Autor

David Duarte

11 de 06 de 2022, 08:30

Colunistas

Fragmentos de um Diário - 24 Setembro 1981 (continuação V)

Por fim, o mundo acabou. A vida terminara. Era o fim do tempo da alegria


Respondi-lhe que sim, que o que ela dizia era verdade, mas que eu não tenho a firmeza dela, sou vulnerável, fui infiel, aproximei-me de outras, não sei se por paixão ou leviandade.
Ela levantou-se ligeiramente de modo a posicionar-se em cima do meu peito e, ao meu ouvido, disse que tudo isso eram insignificâncias explicáveis pelo afastamento.
Preferi abrir-me por inteiro, nada esconder das minhas fragilidades. Sobretudo, ao nível da sexualidade. Ela aceita-me como sou, disse, compreende que, mesmo que nos vejamos a partir de agora todos os anos, são muitos meses de ausência e a tentação mora ao lado. Ela vive com objetivos, o pagamento das casas, os estudos, as leituras. Por isso, mas sobretudo pelo amor que viveu e que sente, são-lhe indiferentes os homens. Nem tempo tem de os conhecer.

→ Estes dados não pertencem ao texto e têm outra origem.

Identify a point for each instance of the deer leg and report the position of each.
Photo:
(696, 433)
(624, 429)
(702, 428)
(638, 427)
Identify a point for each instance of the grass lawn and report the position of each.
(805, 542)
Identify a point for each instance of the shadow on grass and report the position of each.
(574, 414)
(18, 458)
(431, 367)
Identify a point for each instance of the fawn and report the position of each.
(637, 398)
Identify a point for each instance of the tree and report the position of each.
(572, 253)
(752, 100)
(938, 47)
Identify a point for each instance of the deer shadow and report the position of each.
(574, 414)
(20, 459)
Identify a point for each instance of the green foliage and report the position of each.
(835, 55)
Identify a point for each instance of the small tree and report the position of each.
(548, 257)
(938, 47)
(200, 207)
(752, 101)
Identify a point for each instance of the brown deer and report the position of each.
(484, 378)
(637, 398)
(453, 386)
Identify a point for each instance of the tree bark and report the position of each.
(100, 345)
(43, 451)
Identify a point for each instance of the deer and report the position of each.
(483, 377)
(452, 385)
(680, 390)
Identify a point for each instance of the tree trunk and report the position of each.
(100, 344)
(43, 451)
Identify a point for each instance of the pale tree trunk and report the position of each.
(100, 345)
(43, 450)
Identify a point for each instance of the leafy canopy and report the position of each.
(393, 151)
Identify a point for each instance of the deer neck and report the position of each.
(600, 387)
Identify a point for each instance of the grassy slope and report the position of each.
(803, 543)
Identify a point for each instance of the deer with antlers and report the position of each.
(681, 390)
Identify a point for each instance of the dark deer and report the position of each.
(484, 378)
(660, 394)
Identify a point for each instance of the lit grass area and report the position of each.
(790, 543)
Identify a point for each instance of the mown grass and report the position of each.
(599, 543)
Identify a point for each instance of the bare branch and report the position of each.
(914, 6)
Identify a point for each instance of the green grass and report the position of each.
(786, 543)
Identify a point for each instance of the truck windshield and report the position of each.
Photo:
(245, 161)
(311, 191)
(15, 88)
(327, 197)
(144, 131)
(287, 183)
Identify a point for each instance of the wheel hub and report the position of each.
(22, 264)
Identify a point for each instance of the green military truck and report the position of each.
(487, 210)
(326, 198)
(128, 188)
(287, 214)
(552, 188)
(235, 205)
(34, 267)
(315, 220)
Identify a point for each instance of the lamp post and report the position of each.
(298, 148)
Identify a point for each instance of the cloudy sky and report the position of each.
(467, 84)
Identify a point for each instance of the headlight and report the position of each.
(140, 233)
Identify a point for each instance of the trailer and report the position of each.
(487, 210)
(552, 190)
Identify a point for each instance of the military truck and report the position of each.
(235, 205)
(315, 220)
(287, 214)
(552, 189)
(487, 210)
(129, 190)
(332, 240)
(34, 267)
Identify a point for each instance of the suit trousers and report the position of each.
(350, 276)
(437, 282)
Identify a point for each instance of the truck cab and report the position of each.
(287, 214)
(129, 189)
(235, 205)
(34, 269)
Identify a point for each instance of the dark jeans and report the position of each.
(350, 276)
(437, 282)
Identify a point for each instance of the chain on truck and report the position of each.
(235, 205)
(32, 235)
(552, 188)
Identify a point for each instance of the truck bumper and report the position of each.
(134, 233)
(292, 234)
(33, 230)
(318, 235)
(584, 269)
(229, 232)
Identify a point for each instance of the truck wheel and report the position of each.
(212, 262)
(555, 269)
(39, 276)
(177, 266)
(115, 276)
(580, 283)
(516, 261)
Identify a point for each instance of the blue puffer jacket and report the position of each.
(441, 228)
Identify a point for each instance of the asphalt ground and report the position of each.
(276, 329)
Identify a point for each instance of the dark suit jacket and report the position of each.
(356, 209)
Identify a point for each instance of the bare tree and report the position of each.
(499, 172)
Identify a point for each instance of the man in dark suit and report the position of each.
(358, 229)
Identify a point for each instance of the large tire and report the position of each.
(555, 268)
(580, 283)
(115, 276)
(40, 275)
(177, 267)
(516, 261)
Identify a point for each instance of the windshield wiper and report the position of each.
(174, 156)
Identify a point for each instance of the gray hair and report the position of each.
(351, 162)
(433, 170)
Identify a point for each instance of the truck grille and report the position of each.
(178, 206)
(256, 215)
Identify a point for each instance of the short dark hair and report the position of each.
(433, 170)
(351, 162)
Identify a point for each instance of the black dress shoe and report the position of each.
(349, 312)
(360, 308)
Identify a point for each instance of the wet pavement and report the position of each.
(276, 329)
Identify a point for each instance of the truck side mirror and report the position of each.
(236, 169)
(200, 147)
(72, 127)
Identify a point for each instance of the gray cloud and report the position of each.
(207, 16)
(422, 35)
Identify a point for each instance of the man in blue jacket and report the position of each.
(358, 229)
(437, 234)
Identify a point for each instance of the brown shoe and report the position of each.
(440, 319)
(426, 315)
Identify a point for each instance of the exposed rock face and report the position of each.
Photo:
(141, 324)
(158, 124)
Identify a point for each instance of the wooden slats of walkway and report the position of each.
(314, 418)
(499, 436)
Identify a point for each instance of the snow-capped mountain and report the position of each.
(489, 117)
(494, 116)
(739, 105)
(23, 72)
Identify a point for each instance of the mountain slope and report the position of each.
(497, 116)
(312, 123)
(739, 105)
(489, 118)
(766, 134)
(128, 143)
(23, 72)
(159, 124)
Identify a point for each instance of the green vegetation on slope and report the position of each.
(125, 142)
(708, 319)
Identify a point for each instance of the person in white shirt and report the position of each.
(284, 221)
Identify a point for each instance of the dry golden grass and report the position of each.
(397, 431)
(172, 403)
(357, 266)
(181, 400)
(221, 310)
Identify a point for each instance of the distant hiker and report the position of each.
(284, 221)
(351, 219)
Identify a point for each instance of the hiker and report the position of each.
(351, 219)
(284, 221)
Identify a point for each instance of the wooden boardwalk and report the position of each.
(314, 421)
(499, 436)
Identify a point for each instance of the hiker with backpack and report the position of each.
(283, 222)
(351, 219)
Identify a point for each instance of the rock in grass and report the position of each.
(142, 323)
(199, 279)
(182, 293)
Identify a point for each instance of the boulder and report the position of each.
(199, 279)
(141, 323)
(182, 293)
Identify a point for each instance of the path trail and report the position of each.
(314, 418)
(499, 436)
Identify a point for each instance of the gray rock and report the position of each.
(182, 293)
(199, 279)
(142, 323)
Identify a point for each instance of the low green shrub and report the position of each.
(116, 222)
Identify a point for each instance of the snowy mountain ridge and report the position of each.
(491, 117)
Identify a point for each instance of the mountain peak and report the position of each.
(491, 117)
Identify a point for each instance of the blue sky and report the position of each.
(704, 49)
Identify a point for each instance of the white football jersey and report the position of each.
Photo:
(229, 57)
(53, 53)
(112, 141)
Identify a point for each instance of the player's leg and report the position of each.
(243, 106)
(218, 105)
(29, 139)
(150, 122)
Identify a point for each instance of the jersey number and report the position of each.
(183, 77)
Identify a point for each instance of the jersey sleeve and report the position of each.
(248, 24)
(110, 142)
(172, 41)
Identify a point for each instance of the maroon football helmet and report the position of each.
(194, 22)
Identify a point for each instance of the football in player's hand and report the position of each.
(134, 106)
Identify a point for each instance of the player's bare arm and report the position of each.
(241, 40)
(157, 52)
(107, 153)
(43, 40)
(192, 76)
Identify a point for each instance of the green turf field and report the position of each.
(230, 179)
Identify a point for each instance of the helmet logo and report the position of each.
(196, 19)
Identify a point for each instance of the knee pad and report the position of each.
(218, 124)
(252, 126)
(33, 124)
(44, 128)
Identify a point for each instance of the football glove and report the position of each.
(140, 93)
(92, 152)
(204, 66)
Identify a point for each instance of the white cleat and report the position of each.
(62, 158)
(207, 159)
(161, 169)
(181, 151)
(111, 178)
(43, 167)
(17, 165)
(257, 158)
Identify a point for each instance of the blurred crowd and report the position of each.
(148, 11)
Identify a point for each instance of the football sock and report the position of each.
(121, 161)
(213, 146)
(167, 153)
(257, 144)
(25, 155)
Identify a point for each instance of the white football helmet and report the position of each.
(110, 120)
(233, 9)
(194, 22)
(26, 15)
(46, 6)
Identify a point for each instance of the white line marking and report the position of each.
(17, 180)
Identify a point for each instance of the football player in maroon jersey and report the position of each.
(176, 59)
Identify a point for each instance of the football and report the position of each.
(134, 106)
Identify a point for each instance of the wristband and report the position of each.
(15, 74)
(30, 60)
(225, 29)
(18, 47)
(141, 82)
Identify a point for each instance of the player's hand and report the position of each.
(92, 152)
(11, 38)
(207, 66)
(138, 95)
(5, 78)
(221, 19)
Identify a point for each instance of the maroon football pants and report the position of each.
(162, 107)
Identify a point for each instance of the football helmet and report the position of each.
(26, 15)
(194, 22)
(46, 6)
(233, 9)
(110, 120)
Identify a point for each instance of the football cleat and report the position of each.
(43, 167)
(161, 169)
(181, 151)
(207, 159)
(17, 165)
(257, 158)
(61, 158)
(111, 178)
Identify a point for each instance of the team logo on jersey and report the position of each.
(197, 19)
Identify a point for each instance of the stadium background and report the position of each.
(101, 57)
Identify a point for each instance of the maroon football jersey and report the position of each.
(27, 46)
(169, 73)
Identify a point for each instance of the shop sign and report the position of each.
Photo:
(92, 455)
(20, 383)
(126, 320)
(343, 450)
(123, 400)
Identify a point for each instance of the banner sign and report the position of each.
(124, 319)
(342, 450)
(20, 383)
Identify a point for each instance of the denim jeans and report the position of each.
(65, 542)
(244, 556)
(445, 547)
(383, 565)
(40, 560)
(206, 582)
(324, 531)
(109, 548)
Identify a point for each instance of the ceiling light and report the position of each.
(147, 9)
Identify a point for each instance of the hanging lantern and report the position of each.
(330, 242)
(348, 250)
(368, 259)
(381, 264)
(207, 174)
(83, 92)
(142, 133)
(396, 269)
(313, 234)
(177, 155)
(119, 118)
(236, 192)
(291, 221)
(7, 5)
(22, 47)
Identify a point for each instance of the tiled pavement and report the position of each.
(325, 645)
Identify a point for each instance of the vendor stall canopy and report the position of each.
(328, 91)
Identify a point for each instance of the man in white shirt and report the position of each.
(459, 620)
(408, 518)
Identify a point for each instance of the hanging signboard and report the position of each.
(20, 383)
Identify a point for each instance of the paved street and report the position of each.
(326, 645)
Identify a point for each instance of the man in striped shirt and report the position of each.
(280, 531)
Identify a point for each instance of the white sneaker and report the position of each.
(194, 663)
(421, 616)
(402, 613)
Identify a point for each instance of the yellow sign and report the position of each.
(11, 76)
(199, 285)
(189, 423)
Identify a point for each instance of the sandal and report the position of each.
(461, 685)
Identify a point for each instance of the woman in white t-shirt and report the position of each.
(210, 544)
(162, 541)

A mim conhece-me o suficiente para saber que também eu estou marcado pelo selo do amor e que por isso não serão significativos os breves desvios que ocorram. Se resisti estes anos, eis a prova de que ela precisava para reforço da sua fé em nós.
Em desespero, quis prometer-lhe que, ao terminar o curso, satisfazendo o sonho dos meus pais, daria por cumprido o meu compromisso para com eles, e emigraria para junto dela. Pediu-me para não ser tolo. Quando terminar a licenciatura, devo candidatar-me ao ensino e ser professor. Ela própria espera terminar o curso e conseguir equivalência em Portugal para talvez também ser professora, senão no ensino público, no privado.
Nessa noite não falámos mais, uma outra linguagem, a dos sentidos, nos fez percorrer outros canais de comunicação, mais profundos, mais ontológicos, mais sublimes. E não era o gozo básico que nos empolgava, mas um sentimento de elevação sensorial que já em Lisboa nos era dado viver, e que não cabe em nenhuma descrição meramente fisiológica. Era algo de um teor epifânico. De êxtase foram estes dias.
Por fim, o mundo acabou. A vida terminara. Era o fim do tempo da alegria. Apanhámos o comboio numa manhã. Mais adiante, mudei de estação e ela continuou para Berna. Fiquei a vê-la até se diluir no horizonte.
Cheguei a Portugal e aqui estou, depois do paraíso. Já não sou o mesmo, já não posso ser o mesmo, algo de radical mudou em mim. Sou outro.